Ils dormirent cette nuit-là serrés l’un contre l’autre sous les deux couvertures, peau contre peau, laissant leurs vêtements sur l’étendoir pour qu’ils séchassent. Valleroy se réveilla pendant la nuit. Incapable de dormir, il observa les ombres projetées par la lune pâle tandis qu’elle dessinait un arc de cercle par l’entrée de la grotte. Il avait pleinement conscience du corps chaud contre le sien.

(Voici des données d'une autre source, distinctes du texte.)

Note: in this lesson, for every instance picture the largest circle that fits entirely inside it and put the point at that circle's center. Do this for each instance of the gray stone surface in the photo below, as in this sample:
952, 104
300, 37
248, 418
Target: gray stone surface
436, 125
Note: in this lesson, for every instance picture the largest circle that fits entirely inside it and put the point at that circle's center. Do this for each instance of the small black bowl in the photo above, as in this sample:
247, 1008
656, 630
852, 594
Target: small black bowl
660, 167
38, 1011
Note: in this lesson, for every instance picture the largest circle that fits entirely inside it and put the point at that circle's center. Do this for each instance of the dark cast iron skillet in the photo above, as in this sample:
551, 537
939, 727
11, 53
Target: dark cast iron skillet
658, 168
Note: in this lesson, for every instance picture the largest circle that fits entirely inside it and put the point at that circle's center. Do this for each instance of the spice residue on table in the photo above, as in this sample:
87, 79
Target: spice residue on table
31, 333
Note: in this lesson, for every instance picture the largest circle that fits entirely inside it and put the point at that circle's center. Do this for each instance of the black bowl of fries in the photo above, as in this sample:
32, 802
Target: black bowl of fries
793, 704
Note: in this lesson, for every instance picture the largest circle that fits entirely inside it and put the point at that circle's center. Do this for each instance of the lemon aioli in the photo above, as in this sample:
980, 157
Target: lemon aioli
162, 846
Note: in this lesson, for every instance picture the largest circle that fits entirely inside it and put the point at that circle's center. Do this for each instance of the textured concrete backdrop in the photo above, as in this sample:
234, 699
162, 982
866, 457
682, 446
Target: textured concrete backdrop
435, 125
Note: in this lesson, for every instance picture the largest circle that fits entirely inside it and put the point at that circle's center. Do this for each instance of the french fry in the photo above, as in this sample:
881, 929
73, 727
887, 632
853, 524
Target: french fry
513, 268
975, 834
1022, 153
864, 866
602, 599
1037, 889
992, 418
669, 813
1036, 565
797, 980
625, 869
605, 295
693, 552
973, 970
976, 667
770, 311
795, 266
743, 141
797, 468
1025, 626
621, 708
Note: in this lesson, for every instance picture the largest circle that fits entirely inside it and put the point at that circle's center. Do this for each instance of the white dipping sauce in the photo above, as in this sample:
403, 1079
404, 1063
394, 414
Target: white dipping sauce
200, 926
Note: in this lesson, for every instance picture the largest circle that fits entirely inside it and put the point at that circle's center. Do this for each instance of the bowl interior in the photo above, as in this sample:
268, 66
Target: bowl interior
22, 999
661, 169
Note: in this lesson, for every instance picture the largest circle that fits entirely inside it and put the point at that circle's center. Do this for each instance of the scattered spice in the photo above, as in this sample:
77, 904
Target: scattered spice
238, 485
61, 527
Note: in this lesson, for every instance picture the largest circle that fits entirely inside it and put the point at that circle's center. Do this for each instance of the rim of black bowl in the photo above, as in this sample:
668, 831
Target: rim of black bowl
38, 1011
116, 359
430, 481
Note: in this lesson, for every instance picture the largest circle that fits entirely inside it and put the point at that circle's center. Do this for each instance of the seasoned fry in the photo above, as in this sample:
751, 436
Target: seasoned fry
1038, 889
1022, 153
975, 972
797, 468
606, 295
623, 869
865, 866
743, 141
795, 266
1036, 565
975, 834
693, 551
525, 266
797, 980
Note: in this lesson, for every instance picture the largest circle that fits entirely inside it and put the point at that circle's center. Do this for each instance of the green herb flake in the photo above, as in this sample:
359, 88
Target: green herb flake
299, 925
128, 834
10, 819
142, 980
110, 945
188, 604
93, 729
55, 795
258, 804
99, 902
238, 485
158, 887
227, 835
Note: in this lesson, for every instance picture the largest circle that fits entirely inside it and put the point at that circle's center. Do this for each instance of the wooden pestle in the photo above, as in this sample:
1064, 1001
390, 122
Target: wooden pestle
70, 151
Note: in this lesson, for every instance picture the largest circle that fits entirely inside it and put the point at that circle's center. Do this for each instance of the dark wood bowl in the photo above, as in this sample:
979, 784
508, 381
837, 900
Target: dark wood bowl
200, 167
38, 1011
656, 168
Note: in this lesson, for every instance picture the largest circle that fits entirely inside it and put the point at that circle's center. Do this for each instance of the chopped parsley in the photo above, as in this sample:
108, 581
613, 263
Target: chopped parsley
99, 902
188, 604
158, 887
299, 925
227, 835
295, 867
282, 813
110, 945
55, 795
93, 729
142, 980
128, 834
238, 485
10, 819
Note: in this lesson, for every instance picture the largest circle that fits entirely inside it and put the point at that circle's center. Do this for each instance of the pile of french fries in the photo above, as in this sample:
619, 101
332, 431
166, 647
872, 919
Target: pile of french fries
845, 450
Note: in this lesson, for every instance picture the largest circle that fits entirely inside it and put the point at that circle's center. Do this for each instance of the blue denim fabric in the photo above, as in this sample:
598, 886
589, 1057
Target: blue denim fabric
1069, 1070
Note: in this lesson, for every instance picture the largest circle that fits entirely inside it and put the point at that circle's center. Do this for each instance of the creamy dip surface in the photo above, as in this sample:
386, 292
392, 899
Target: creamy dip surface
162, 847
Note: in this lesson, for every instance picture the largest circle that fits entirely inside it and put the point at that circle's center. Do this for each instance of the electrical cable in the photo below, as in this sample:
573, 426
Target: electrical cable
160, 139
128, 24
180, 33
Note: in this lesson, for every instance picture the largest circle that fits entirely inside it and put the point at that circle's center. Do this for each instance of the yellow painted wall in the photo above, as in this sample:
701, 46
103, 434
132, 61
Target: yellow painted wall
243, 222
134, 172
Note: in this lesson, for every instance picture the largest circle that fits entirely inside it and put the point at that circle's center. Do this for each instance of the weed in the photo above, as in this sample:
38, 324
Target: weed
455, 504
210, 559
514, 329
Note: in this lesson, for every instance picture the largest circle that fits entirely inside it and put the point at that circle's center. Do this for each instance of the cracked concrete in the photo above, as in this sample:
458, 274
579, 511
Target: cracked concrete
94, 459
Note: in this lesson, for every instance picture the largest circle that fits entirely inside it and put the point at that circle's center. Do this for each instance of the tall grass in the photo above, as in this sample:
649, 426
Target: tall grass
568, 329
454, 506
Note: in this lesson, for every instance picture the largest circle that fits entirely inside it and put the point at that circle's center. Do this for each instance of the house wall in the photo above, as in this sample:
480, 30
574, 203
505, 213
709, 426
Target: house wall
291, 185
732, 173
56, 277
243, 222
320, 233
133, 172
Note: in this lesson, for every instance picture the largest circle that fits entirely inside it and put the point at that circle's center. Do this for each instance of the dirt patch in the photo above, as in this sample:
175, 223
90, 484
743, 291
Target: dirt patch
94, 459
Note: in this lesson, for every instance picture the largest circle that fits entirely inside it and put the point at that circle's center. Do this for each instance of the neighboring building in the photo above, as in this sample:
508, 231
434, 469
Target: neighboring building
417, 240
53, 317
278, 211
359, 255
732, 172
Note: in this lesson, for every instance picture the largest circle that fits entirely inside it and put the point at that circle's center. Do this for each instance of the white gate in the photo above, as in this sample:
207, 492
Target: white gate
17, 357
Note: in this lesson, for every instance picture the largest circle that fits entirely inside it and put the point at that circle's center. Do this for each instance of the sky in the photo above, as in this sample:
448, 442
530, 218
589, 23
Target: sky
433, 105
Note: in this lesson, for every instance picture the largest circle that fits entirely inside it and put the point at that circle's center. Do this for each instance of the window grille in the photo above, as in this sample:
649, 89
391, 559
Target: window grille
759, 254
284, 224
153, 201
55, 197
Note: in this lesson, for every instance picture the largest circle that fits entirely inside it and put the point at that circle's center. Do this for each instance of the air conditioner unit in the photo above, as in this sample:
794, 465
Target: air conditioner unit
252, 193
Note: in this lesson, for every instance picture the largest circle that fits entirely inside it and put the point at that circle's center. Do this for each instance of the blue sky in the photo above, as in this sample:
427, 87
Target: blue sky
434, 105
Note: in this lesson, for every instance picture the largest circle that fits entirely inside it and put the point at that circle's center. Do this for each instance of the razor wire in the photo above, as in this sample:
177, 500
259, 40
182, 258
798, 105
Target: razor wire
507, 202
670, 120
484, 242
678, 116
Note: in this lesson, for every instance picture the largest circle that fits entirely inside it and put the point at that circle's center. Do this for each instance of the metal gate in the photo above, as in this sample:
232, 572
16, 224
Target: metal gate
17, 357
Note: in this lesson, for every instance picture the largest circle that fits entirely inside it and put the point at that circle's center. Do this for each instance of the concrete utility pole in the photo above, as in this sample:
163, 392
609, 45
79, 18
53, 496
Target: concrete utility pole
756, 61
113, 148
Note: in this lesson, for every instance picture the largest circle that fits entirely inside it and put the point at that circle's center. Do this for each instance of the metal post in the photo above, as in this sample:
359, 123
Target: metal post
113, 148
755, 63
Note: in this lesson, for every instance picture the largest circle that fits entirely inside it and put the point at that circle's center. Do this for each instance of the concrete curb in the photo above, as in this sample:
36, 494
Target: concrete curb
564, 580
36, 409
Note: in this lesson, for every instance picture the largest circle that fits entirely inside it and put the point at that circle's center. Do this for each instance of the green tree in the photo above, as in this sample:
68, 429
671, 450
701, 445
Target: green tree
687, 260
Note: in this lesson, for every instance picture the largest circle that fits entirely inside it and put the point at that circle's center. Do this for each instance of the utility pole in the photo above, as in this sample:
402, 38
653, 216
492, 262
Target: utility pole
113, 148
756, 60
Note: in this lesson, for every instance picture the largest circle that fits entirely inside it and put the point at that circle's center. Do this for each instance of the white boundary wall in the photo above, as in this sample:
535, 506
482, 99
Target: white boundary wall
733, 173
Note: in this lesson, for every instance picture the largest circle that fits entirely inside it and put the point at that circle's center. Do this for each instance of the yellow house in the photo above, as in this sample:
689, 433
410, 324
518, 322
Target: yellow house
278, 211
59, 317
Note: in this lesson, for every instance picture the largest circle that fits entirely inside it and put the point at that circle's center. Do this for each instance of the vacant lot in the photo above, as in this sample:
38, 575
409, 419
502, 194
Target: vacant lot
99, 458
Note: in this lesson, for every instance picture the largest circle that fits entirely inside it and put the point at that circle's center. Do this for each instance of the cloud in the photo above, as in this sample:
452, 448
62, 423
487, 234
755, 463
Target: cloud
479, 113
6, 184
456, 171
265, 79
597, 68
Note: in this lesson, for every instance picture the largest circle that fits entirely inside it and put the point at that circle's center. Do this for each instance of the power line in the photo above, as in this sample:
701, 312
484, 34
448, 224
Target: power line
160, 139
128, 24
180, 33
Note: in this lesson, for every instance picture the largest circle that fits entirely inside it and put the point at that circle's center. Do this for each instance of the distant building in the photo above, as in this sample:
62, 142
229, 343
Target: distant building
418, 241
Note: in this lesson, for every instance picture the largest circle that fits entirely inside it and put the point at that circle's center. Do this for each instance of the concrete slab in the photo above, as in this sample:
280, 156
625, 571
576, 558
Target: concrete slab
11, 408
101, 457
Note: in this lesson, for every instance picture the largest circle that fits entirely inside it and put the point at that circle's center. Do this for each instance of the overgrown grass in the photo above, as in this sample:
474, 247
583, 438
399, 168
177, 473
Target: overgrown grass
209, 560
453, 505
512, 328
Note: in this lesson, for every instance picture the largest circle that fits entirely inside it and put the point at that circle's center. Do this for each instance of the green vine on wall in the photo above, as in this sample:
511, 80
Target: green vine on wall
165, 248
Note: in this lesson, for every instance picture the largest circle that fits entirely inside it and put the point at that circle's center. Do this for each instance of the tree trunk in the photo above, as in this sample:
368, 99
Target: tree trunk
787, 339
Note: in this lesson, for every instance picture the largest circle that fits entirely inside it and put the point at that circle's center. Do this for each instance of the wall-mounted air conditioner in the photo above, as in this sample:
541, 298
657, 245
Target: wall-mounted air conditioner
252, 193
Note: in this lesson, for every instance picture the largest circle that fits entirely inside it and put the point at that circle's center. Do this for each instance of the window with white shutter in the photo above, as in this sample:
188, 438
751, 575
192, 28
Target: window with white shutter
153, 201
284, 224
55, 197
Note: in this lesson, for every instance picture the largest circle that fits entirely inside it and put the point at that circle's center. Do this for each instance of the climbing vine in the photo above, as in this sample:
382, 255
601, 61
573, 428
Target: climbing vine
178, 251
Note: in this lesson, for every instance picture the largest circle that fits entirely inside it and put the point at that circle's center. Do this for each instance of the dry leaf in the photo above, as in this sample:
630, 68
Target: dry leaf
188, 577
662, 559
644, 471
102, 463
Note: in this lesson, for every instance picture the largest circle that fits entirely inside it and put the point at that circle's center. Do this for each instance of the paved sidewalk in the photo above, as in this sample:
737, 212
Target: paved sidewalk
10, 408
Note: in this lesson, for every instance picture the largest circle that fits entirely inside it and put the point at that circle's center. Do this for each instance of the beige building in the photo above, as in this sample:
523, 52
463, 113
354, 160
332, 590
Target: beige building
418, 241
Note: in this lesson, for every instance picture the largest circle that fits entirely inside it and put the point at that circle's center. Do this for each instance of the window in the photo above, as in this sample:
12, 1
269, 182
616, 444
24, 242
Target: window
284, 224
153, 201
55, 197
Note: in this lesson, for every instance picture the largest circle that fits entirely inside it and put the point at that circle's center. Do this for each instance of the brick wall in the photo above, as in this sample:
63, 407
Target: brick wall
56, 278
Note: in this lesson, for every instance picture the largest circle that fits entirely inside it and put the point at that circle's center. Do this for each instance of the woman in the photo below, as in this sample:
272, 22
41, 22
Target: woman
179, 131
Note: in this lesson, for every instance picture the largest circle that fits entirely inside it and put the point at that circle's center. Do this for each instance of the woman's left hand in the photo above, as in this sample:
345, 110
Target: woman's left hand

Il repensa à cette première nuit passée à l’extérieur de Zeor : combien il avait été tendu toute la nuit en reposant près du Sime ! Sa perception vis-à-vis de Klyd était différente à présent. Le médiateur était un homme dévoué à la tâche dont il avait héritée, non choisie. Ce travail avait sur son âme une prise plus forte que les tentacules d’acier d’un Sime assaillant. S’il n’y avait pas eu leur première rencontre, Valleroy aurait cru Klyd physiologiquement incapable de blesser un Gen.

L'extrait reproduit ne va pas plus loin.